Rudolph previously collaborated with Willis on “Mortal Thoughts” (1991), where the star was extraordinary playing a doomed, abusive husband. Cast alongside his then-wife Demi Moore, both Moore and Willis have cited in print that the film represented their best work.
Willis clearly trusted Rudolph, and the director provided him with a great showcase for his comic and dramatic capabilities in his take on Dwayne Hoover.
As a spoof on the American dream going askew and the lost seeking to be redeemed, we see how a Maui vacation becomes the embodiment of salvation for the film’s characters. It was a mistake on Rudolph’s part not to date this: if this is then-contemporary America, the vision is a swirling miasma of anxiety, but if a title card told us this was 1973 or set in the 1970s, we’d recognize the character’s turmoil, living in a Watergate/still-in-Vietnam existence.
Some scenes play like overly caffeinated “SNL” sketches but the best moments, of which there are many, take center, even as much of the film is juiced up on Rudolph’s experimental touches. The excellent parts of “Breakfast of Champions” connect to Vonnegut’s central conflict, of mere mortals trying and failing to grasp the meaning of life.

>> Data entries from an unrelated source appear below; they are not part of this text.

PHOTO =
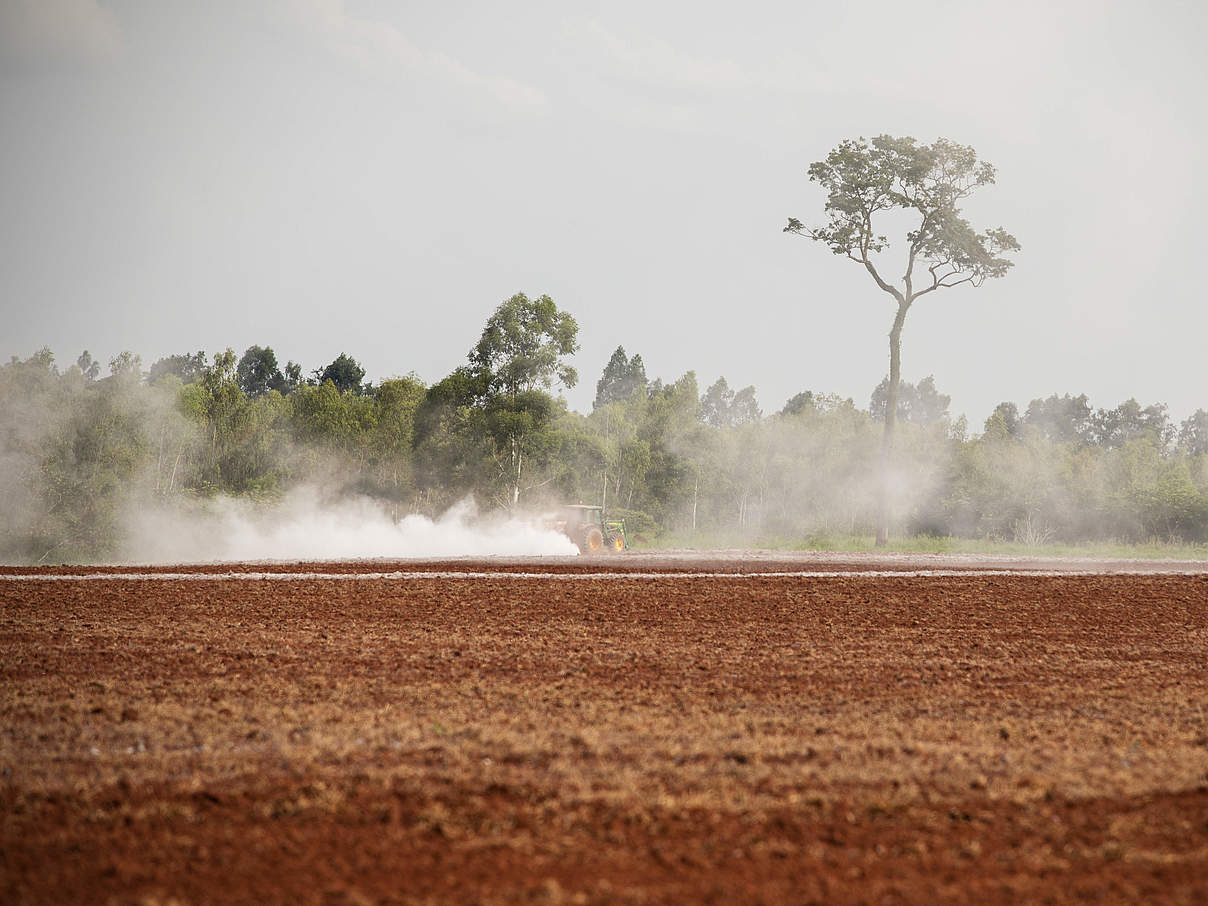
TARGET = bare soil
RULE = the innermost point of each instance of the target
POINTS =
(636, 739)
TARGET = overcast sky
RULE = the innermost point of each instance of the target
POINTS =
(376, 178)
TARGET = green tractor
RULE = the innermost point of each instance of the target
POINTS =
(587, 528)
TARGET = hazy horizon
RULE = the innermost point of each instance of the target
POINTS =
(354, 176)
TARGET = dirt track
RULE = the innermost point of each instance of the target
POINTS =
(935, 738)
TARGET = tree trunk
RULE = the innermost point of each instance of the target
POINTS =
(887, 437)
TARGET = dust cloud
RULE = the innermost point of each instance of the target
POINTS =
(308, 526)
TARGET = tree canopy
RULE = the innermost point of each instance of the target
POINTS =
(864, 181)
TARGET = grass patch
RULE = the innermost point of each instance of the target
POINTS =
(1153, 549)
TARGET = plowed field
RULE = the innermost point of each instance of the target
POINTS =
(481, 733)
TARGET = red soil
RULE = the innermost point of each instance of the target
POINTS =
(736, 739)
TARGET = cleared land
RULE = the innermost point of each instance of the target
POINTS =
(629, 738)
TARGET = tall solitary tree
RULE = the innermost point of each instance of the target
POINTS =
(869, 180)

There’s a beautifully acted scene between Willis and Nolte, where the two salesmen share deep confessions but neither is really hearing the other. The climax is emotional and satisfying, in its own peculiar way, but what it all means is highly debatable (I’d say the conclusion of this and “Fight Club” reach the same thematic end).
The film’s all-out rejection in theaters was especially odd when you consider that Willis was coming off “The Sixth Sense.” You’d figure curious filmgoers would at least give it a robust opening weekend. Even lesser vehicles like “The Story of Us” (1999) and “Disney’s The Kid” (2000) were much more successful for Willis.
The stench of failure towards Rudolph’s film lingered for years until it fell to a bottom-of-the-discount-DVD-bin purgatory.
When people tell me they hate Rudolph’s “Breakfast of Champions,” it’s usually because they understandably prefer Vonnegut’s far more focused novel or simply “didn’t get” what Rudolph and his cast were aiming for.
There are flaws in Rudolph’s film, mostly in his tendency to squeeze in too many subplots and characters into an already busy swirl of mania. Yet, given a fresh look (no joke – the 4K upgrade makes the colors richer and the Mad Hatter vision fuller) and taken as a companion piece to Vonnegut’s novel, as well as a forgotten showcase for Willis’ under-appreciated abilities as an actor, the return of “Breakfast of Champions” is an overdue event.